In one of its trend pieces that I hope to be true, the New York Times has declared that the telephone is falling out of favor. Pamela Paul makes the case:
“I literally never use the phone,” Jonathan Adler, the interior designer, told me. (Alas, by phone, but it had to be.) “Sometimes I call my mother on the way to work because she’ll be happy to chitty chat. But I just can’t think of anyone else who’d want to talk to me.” Then again, he doesn’t want to be called, either. “I’ve learned not to press ‘ignore’ on my cellphone because then people know that you’re there.”
“I remember when I was growing up, the rule was, ‘Don’t call anyone after 10 p.m.,’ ” Mr. Adler said. “Now the rule is, ‘Don’t call anyone. Ever.’ ”
Phone calls are rude. Intrusive. Awkward. “Thank you for noticing something that millions of people have failed to notice since the invention of the telephone until just now,” Judith Martin, a k a Miss Manners, said by way of opening our phone conversation. “I’ve been hammering away at this for decades. The telephone has a very rude propensity to interrupt people.”
I have a feeling that Paul, and most of her sources, are men and women with a healthy amount of self-confidence. That's because the article never hints at the biggest problem people like me have with the phone. It's not intrusiveness. In fact, my instrument (as Ernestine always called it) has never been busy enough for me to complain about it.
No, shy people hate the telephone for a simpler reason: You can't see how the person on the other end is reacting to what you're saying! If you have a lot of self-esteem, this isn't a problem (I'm guessing). You just assume that the other person wants to talk with you — or, in the occasional adversarial call, is afraid not to talk with you.

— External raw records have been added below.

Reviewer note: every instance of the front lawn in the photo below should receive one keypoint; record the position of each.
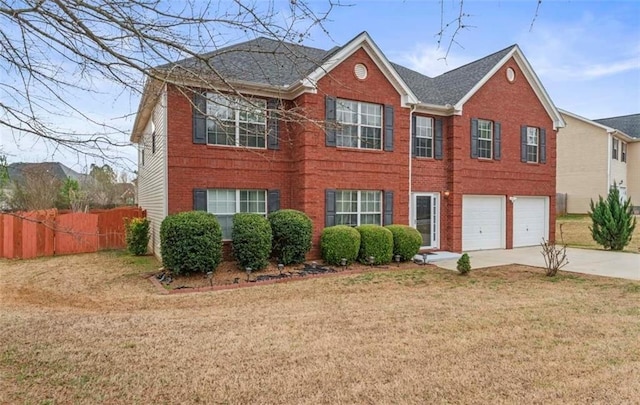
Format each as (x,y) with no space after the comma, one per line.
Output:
(573,229)
(91,329)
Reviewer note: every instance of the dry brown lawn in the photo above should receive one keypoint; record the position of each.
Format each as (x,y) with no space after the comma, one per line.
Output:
(89,329)
(574,230)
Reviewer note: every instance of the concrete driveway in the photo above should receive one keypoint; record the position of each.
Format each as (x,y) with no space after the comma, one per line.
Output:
(587,261)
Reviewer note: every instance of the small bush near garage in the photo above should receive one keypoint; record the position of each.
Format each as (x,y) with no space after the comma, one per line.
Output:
(406,241)
(137,235)
(339,242)
(464,264)
(292,231)
(375,241)
(191,242)
(252,239)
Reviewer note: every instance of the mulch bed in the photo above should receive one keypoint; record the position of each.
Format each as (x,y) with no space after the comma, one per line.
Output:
(229,276)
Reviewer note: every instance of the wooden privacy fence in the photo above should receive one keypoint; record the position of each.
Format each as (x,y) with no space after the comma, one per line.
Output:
(25,235)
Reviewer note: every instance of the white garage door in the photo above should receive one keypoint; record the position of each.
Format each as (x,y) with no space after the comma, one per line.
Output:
(483,222)
(530,220)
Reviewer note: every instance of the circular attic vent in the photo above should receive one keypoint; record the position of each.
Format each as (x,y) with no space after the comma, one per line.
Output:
(360,71)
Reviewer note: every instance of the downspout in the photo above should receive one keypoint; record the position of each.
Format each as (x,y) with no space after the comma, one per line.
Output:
(413,108)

Not seeing the person's face isn't a huge disadvantage, and it can even make things easier not to see him rolling his eyes or distracting himself by checking Facebook.
These days, reporters rely more and more on email, if only because it's become so difficult to reach anyone by phone. I don't mind communicating that way, even though it's often hard to decipher someone's tone and a lot (most?) of email inquiries are just ignored by their recipients. I can mask my shyness better through the typed word, and I don't feel at such an disadvantage against smooth talkers.
My preference for face-to-face interactions may not last, however. Researchers have discovered that older people are not as adept at reading facial expressions and — thus may not realize when they're boring the hell out of listeners. One experiment involved subjects watching the British version of the "cringe comedy" TV series The Office and failing to recognize what an ass David Brent was. As reported by Stephen Adams in the Telegraph:
Previous research by the University of Otago group has shown that people over 60 are worse at recognising anger, sadness and fear.
The researchers think this might be in part because older people find it more difficult to read the changing geometry of a person's face, which provides the brain with clues about their emotions.
Maybe when I'm older, I'll gradually convince myself that people do like talking with me — "They seem happy no matter what nonsense I spew out!" — and then I'll imagine them looking just as content on the other end of a phone call. Until then, if I have something to tell you, I'd rather do it to your face.